Pfizer/BioNTech (BNT162b2)

Le vaccin de Pfizer – sous le nom provisoire de Comirnaty – a été approuvé pour les personnes de 16 ans et plus. Le vaccin à ARNm se compose de deux doses (30 mcg de solution dans 0,3 cc) administrées par voie intramusculaire à 21 jours d’intervalle. Le vaccin doit être conservé à -94F (-70C). L’ARNm est une molécule instable, c’est pourquoi elle doit être enveloppée dans des nanoparticules lipidiques pour le stockage et le transport. Mais la nanoparticule lipidique est extrêmement sensible à la température; raison pour laquelle le vaccin doit être stocké et transporté à des températures extrêmement basses.

Les ingrédients contenus dans le vaccin de Pfizer sont les suivants: (CDC, diapositive 20)

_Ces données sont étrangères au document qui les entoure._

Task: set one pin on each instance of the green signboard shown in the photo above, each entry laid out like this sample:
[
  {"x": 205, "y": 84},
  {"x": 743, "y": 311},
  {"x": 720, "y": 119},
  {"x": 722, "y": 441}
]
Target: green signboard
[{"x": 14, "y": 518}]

  • ARNm nucléosidique modifié codant pour la glycoprotéine de pointe virale (S) du SARS-CoV-2
  • Lipide: (4-hydroxybutyl) azanediyl) bis (hexane-6,1-diyl) bis (2-hexyldécanoate)
  • Lipide: 1,2-distéaroyl-sn-glycéro-3-phosphocholine. [DSPC]
  • Lipide: 2 – [(polyéthylène glycol) -2000] -N, N-ditétra-décylacétamide
  • Lipide: cholestérol
  • chlorure de potassium
  • phosphate de potassium dihydrogéné
  • chlorure de sodium
  • hydrogénophosphate disodique dihydraté
  • saccharose

Notez qu’aucun des ingrédients n’est répertorié avec son dosage en milligrammes. Regardez les trois premiers excipients. Aucun d’eux n’a jamais été utilisé dans un vaccin précédemment approuvé. Ont-ils fait l’objet d’un test de toxicité synergique? Y a-t-il eu des tests de stabilité sur la décomposition de chaque ingrédient une fois réchauffé à température ambiante? Et qu’en est-il de toutes les réactions allergiques qui ont été signalées? L’un de ces produits chimiques a-t-il été testé par rapport à ses propriétés allergènes, chez l’homme ou même chez l’animal? Pfizer donne des instructions explicites sur la façon de mélanger et d’administrer cette injection. Consultez les instructions spécifiques ici.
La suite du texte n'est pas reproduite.